In our example of sorting number arrays, we did not consider the resources needed to completely traverse the arrays. A basic machine model is the Turing machine, which is essentially a length of tape that contains data to be retrieved and manipulated. Again, consider our example, using the following sorting mechanism: At each array location, compare the current value with the value in the next location. If they are out of order, swap them. Do this at every location until the penultimate location, and start again from the beginning. Repeat until a pass through the array is completed in which no swaps are made, meaning everything is finally sorted. There are more efficient algorithms such as mergesort, heapsort, and quicksort. The comparison between our simple algorithm and the improved ones is analogous to comparing a Turing machine to other computational models. The standard Turing machine has to take time to access all the locations on its way between two locations. This is in contrast to a random access Turing machine, in which the intermediate elements can be skipped.

Quantifying Complexity

When discussing complexity, “time” is often used as the basis for comparison. However, the “time” used is not absolute time, but rather an indication of the number of steps required to solve a problem. Because hardware is constantly improving, the absolute time required to solve a given problem will decrease, even if no change is made to the algorithm. The complexity of a problem will be identical, as it is the number of steps required, but the processing is faster on modern machines because of their processing powerz. Complexity should thus be quantified in a manner that is independent of hardware. It will, however, necessarily depend on the methods used, namely algorithm and machine model.
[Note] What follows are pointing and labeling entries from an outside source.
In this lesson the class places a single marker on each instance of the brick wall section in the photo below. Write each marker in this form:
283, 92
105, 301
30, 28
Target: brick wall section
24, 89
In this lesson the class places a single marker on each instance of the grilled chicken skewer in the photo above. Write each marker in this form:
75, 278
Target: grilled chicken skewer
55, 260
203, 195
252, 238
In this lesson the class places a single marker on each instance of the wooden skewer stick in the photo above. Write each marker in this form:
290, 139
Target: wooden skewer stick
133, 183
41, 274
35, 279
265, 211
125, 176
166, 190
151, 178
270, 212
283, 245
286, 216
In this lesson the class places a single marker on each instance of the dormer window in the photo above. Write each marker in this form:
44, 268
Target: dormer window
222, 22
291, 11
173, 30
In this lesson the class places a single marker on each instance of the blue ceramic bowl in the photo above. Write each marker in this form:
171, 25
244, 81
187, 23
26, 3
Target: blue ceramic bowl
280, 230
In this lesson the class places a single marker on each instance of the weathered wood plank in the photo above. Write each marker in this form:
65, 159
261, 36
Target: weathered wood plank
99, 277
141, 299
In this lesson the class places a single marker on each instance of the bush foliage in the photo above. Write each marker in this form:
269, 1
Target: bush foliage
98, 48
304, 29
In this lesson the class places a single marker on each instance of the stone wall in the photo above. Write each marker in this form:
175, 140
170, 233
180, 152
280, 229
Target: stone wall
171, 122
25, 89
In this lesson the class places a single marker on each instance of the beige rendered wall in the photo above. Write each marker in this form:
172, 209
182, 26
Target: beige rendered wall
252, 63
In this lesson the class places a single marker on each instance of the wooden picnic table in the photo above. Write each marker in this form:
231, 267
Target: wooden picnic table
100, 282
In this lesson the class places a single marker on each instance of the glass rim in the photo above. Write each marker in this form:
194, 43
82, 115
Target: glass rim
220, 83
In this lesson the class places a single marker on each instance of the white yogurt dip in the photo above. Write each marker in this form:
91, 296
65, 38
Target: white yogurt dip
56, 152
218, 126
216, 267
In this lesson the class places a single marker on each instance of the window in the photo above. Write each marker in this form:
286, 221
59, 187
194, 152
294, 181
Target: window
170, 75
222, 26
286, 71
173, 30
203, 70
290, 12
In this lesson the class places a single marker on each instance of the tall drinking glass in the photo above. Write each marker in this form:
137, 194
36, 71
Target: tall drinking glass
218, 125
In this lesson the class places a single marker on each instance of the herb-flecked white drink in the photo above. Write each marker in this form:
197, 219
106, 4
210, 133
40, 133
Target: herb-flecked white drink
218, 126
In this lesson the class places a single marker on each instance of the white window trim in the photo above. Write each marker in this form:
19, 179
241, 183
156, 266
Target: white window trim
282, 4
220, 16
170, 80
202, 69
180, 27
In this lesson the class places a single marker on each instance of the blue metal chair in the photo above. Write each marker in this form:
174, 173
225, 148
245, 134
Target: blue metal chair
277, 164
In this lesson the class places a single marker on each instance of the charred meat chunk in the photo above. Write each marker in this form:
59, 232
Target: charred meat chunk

A meaningful way of quantifying complexity is to state how the time scales with the size of the input.

Polynomial time

Polynomial time refers to problems whose upper bound of computation is a function of the input size. Other time classes include linear time, quadratic time, or exponential time. Examples of polynomial time algorithms include the "quicksort" algorithm and basic arithmetic operations such as addition, subtraction, multiplication, division, and comparison.

Notable Comparison

There are many different complexity classes. A notable comparison is the one between the P and NP classes of problems. P and NP stand for Polynomial Time and Nondeterministic Polynomial Time, respectively. P contains decision problems that can be solved in polynomial time on a deterministic Turing machine. NP, on the other hands, contains all decision problems that, given a potential solution, can be verified in polynomial time on a deterministic Turing machine. Solution of NP problems frequently occurs in exponential time. Polynomial time means that the steps required to solve the problem has an upper bound given by a polynomial function of the input size. The P vs. NP problem asks whether every problem with solutions that can be verified in polynomial time can also be solved in polynomial time. It is one of the Millennium Prize Problems. The significance of this is that if P and NP are indeed equal, then a polynomial time solution exists for problems whose solutions can be verified in polynomial time rather than the frequently encountered exponential time solutions.